Story last updated at 6/20/2012 - 2:01 pm

Restoring the Sitkoh River

The Forest Service took reporters and some prominent fishermen by float plane to the site of a $318,000 salmon-river restoration project in Southeast Alaska on June 13.

The Sitkoh River project site, about 12 miles west of Angoon, showcases the Forest Service's increased emphasis on restoring fish-producing watersheds in the Tongass National Forest. According to the Forest Service, about 70 such watersheds need rehabilitation because of the damage to salmon spawning and rearing habitat caused by logging and road-building practices no longer allowed.

In Sitkoh's case, old-growth timber along the river banks was harvested in the 1970s, leading to instability, erosion and loss of fish habitat.
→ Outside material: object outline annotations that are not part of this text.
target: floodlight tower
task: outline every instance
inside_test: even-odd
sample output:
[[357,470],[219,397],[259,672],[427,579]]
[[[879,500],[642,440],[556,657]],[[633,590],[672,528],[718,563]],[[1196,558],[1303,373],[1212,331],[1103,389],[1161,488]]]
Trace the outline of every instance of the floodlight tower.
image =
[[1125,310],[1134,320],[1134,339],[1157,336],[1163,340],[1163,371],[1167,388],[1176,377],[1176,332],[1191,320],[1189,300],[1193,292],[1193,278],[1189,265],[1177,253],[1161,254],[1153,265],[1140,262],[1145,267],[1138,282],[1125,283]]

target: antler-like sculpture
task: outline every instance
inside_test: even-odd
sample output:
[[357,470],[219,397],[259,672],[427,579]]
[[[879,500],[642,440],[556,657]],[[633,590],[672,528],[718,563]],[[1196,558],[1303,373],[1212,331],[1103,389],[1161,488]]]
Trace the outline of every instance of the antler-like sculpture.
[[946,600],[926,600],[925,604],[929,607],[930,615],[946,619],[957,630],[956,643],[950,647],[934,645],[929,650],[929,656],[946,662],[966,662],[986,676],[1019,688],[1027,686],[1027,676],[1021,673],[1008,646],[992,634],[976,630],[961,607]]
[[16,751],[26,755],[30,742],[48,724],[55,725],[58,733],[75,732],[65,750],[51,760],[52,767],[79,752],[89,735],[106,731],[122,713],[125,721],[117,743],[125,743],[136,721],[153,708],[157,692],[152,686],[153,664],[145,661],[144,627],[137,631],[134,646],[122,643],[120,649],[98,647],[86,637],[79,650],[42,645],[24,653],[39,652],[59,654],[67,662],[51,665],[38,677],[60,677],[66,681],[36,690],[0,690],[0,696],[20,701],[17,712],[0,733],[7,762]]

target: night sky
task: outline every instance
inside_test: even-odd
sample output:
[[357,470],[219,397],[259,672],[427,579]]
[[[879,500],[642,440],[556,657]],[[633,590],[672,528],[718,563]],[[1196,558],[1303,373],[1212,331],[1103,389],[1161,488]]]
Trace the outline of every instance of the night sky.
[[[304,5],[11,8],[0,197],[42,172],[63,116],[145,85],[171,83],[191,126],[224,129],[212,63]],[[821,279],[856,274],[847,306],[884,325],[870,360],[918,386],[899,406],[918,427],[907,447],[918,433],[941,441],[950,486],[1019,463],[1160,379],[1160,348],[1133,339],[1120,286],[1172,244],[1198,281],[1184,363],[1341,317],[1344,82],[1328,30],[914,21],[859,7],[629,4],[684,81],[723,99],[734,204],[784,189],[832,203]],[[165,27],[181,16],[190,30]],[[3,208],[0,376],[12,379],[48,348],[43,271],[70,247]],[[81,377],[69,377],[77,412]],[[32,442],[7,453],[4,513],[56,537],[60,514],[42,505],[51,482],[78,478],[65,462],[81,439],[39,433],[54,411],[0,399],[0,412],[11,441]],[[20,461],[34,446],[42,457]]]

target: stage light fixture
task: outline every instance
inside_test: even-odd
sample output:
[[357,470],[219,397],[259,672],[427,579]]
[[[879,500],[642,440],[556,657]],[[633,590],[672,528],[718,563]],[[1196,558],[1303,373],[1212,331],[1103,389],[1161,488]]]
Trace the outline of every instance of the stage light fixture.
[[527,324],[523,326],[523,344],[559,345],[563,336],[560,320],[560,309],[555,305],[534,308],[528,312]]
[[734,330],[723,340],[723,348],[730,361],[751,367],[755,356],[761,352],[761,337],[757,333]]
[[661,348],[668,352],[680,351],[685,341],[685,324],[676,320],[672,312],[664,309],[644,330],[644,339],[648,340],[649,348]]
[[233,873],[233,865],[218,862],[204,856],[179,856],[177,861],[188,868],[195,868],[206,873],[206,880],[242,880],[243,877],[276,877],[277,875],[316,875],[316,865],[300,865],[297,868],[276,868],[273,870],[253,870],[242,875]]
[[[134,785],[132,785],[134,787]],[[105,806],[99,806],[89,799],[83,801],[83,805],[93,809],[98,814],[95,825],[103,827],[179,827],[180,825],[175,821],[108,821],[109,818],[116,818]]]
In one section of the river, the water flows down an old logging road and it offers few areas where fish like to spawn and rear their young, such as quite pools and eddies. According to a U.S. Forest Service fact sheet, the service had constructed about 30 miles of road and harvested 2,800 acres - mostly clearcut - in the watershed. The current condition of the river had led to lower quality and quantity of salmon spawning. According to the fact sheet, the river was diverted and a section of a stream is wide and shallow, braids in numerous locations around shallow roots and has chronic sediment issues.

Over the next two months, contractors will re-route the river back to its original channel and place large logs in the water to recreate natural fish habitat. The goal is to increase the Sitkoh River's coho and pink salmon runs, primarily, along with steelhead, Dolly Varden, and other species.

"Fish is the lifeblood the economic base of the Southeast Alaska. I like to tell people that Southeast Alaska is the fish basket of North America. We produce more fish than any other part of the country," said Wayne Owen, standing on the banks of the Sitkoh River as reporters listened and observed the restoration work.

Owen directs the Forest Service's office of wildlife, fisheries and ecology in Alaska.

"The work we do here can be immediately translated into ecosystem advantages; it can be translated immediately into economic advantages; and it can be translated immediately into social advantages. Those are all good reasons for the Alaska Region and the Forest Service to focus on watershed restoration," Owen said.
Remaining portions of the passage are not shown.